- Brics começa dois dias de reuniões em Nova Délhi com a participação da maioria dos ministros de Relações Exteriores dos seus membros.
- O ministro Subrahmanyam Jaishankar afirmou que a paz e a segurança são fundamentais para a ordem global e que o diálogo é essencial diante de conflitos recentes.
- O grupo foi formado por Brasil, Rússia, Índia e China, ganhou a África do Sul em 2011 e recentemente abriu adesões a Egito, Etiópia, Indonésia, Irã e Emirados Árabes Unidos; a Índia preside o Brics em 2026.
- Entre os participantes estão o ministro das Relações Exteriores do Irã, Abbas Araghchi, e o vice-ministro das Relações Exteriores dos Emirados Árabes Unidos, Khalifa Shaheen Al Marar.

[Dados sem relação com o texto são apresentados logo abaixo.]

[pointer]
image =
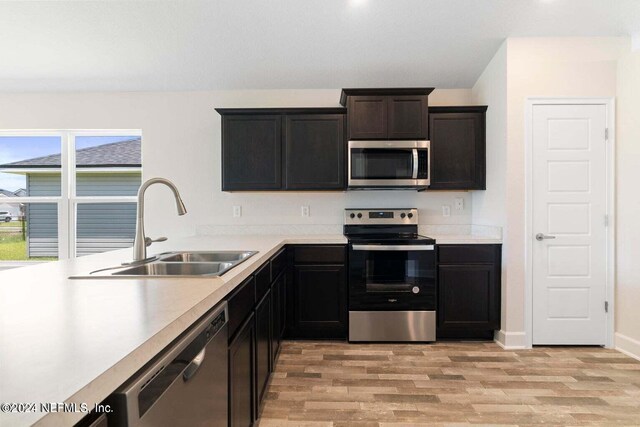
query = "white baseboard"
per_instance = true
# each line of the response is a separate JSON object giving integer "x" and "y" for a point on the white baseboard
{"x": 510, "y": 340}
{"x": 627, "y": 345}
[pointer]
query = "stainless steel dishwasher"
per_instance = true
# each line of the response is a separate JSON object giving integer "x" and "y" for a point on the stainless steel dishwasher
{"x": 186, "y": 385}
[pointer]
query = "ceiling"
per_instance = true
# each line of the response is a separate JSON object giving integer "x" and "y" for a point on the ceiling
{"x": 262, "y": 44}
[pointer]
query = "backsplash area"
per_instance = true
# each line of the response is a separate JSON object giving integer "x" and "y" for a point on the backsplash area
{"x": 326, "y": 210}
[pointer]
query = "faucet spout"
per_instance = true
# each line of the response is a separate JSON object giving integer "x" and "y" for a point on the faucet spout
{"x": 140, "y": 242}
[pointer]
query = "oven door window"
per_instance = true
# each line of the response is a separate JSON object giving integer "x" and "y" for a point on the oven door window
{"x": 381, "y": 163}
{"x": 396, "y": 271}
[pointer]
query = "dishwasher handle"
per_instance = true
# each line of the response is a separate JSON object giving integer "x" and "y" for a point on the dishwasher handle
{"x": 182, "y": 359}
{"x": 193, "y": 367}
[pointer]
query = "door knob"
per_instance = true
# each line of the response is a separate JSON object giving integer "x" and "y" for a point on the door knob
{"x": 541, "y": 236}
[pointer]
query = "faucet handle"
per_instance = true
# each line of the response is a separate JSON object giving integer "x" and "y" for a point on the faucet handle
{"x": 148, "y": 240}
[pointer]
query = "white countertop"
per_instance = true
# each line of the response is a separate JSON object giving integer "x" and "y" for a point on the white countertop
{"x": 465, "y": 239}
{"x": 77, "y": 340}
{"x": 70, "y": 340}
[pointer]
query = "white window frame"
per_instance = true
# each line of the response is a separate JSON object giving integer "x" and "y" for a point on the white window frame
{"x": 68, "y": 201}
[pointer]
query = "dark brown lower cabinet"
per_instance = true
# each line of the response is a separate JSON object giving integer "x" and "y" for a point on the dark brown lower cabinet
{"x": 241, "y": 376}
{"x": 277, "y": 315}
{"x": 468, "y": 291}
{"x": 319, "y": 301}
{"x": 263, "y": 347}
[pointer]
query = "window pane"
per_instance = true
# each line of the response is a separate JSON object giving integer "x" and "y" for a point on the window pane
{"x": 104, "y": 227}
{"x": 28, "y": 232}
{"x": 108, "y": 165}
{"x": 30, "y": 166}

- A guerra entre os EUA e Israel contra o Irã complicou a elaboração de uma declaração final, refletindo divergências entre o Irã e os Emirados Árabes Unidos.
- Jaishankar destacou que há expectativa de que os Brics desempenhem um papel construtivo e estabilizador para mercados emergentes e países em desenvolvimento.
O Brics iniciou nesta quinta-feira em Nova Délhi dois dias de encontros entre ministros das Relações Exteriores, com a maior parte dos países membros presente. A reunião ocorre em meio a tensões entre Irã e Emirados Árabes Unidos, que influenciam o clima diplomático do grupo. A paz e a estabilidade global foram citadas como fundamentos pelas autoridades anfitriãs.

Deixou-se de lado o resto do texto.